Troisième étape : de Marla à Cilaos 7 km – 430 m de dénivelé positif et 1 080 m de dénivelé négatif – 5 heures
À Marla, au pied des Trois Salazes (2100 mètres) et du Grand Bénare (2896 mètres) on se trouve tout au fond du cirque de Mafate, le col du Taïbit, entre les deux sommets, donnant accès au cirque de Cilaos. Pour cela, il faut commencer l’étape par une ascension de 400 mètres. Au fur et à mesure qu’on s’élève, la vue porte de plus en plus loin sur le cirque et la rivière des Galets. Enfin au col, on mesure combien est étroite la crête qui sépare les deux caldeiras. Et surtout, on se découvre quasiment au-dessus de Cilaos. Mais ce n’est qu’une impression, car la descente, en pente bien plus douce que ce qu’on a connu entre Maïdo et Roche-Plate, paraît bien longue.
La Réunion sauvage
Du moins, elle laisse une grande disponibilité pour observer la nature. Sur les crêtes, rabougrie, la végétation arborée couvre en grande partie le sentier. Le cortège forestier change et, surtout, les branchages sont couverts des mousses qu’on appelle sphaignes. La présence de barbe de Saint-Antoine (Usnea barbata) signe une forte hausse de l’humidité. La composition végétale, influencée par la circulation des vents, se montre complètement différente de celle de Mafate. Plus bas, la forêt de pins qu’on traverse est une tentative d’exploitation forestière. L’îlet des Salazes est une belle transition après cette traversée d’un cirque à l’autre, avant de retrouver le réseau routier et la civilisation. Le sentier débouche en effet sur la route D242, qu’emprunte d’ailleurs le GR 1®. Mais on peut aussi rester sur un sentier qui domine la rivière et passe au pied de l’îlet Méon et la cascade du Bras-Rouge. Il serait dommage de quitter si vite les charmes de La Réunion sauvage.

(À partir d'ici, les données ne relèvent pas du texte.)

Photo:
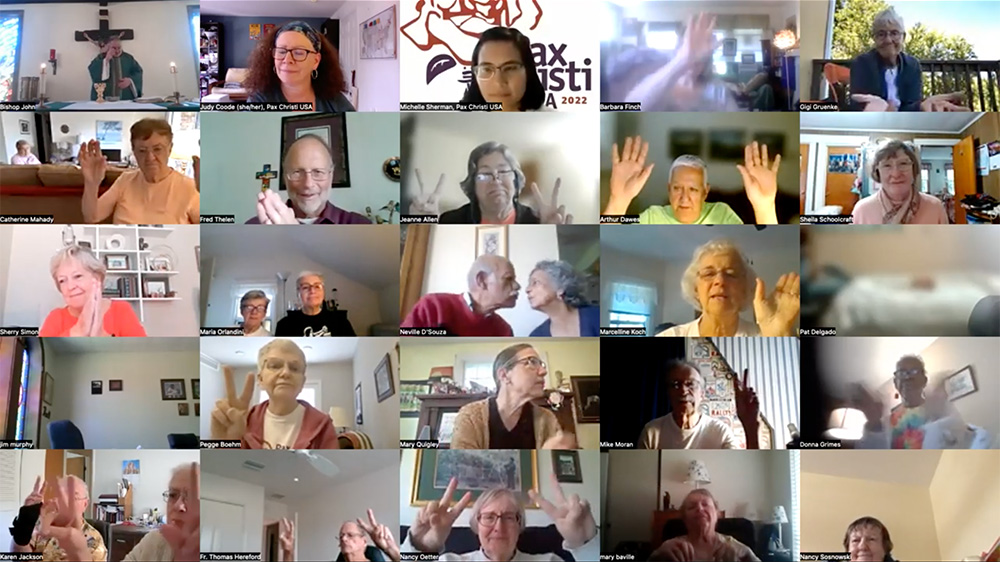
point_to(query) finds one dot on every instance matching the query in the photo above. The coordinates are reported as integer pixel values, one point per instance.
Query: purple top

Rude climat pour les randonneurs
À La Réunion, on randonne en montagne, et il faut en tenir compte. Ainsi, l’altitude : au Piton Maïdo, on se trouve à 2 200 mètres d’altitude mais à seulement 15 km de la mer ; cela suffit pour qu’on se sente le souffle un peu court en sortant du bus qui arrive droit de Saint-Paul. La température baisse de presque 1 °C tous les cent mètres d’altitude et, à calcul facile, conclusion facile : il ne fait pas chaud,et ceci d’autant moins que votre organisme est resté habitué aux températures du bord de mer. À cela s’ajoute l’humidité de l’air, toujours importante, et qui augmente les effets du chaud comme du froid.